Thursday, 19 July 2018

Carefully does it


I am always cautious when I turn over the eggboxes while inspecting the trap, in case my pudgy fingers squash a little micro. But at the moment I am operating even more gingerly, after discovering the characters in my first two photographs.



They are hornets, insects of fearsome repute although these were too sleepy and light-dazed to pay me any attention. As with almost all animals, it is usually the case that they will not molest you unless they see you as a threat. This understandable concern may be a misreading of your intentions, however, for example if you trod on an adder which you had failed to see (and ten years ago, while photographing a Peacock butterfly in a Yorkshire fir plantation, I very nearly did put my hand on an adder - link here and photo, left).
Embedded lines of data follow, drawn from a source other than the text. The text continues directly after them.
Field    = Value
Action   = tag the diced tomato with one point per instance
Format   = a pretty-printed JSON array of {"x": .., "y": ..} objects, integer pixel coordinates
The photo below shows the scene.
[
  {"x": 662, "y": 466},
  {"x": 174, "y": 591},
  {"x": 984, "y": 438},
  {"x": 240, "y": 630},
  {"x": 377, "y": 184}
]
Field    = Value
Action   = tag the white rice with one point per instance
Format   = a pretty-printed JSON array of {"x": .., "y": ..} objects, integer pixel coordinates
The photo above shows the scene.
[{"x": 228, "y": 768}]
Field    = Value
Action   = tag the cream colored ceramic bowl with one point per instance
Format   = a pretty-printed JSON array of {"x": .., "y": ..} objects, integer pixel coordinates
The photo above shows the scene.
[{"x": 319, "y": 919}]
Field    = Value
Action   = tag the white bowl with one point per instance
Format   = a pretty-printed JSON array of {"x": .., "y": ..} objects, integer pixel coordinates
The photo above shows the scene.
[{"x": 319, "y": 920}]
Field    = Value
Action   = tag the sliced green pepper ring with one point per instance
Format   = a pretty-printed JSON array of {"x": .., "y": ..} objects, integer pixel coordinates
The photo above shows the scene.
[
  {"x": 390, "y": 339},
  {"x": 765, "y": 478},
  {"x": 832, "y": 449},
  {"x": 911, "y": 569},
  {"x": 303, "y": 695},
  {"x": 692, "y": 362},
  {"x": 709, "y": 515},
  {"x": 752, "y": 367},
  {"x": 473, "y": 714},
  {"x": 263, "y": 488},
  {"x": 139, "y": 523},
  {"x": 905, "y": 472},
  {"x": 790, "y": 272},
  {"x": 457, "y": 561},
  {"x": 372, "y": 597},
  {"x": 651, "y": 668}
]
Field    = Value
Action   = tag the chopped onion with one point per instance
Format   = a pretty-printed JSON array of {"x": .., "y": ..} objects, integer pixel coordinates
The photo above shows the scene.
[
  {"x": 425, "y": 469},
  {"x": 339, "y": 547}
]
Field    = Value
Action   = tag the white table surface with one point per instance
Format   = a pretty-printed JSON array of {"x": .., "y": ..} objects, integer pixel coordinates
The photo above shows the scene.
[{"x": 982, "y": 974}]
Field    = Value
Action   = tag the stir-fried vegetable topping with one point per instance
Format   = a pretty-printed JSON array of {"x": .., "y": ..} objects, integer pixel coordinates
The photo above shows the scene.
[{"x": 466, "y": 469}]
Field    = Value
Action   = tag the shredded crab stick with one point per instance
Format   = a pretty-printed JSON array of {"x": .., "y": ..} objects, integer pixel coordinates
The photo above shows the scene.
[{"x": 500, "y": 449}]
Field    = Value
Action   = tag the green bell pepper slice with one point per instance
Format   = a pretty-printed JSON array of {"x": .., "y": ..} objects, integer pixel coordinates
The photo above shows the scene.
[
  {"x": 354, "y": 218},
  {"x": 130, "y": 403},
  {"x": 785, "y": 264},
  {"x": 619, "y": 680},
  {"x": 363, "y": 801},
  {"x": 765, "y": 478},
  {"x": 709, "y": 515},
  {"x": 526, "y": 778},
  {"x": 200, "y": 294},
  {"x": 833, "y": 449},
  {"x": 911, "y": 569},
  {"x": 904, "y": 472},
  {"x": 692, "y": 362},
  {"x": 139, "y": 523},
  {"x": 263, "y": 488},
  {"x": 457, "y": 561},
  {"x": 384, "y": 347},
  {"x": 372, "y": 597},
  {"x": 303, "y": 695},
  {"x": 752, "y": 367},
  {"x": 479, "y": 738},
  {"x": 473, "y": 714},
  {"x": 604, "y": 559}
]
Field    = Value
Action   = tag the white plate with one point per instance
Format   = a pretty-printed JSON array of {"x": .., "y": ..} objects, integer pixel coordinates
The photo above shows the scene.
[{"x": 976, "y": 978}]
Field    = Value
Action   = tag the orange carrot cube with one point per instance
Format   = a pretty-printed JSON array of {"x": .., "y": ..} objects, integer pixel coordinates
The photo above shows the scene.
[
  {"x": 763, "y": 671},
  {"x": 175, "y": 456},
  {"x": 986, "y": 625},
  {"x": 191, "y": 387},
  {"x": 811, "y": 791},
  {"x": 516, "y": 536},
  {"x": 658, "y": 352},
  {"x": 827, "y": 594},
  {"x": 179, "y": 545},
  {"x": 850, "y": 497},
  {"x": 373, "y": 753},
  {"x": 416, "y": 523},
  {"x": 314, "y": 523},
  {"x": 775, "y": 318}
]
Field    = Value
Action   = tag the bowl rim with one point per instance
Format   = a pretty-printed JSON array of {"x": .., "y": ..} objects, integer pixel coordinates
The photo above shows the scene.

Hornets have an 'attack pheromone which mobilises all in a nest if a major attack is feared. So do treat them with caution.




Other arrivals included the Canary-shouldered Thorn, above and in my composite picture at the bottom of the post. At least even I can recognise this member of the family; but I must check my other recent Thorns with the experts at the Upper Thames Moths blog as they are notoriously easy for twerps such as myself to confuse. And below a very pretty male Small Scallop, I think, with below it the lovely micro Anania coronata (right) and a handsome Sallow Kitten.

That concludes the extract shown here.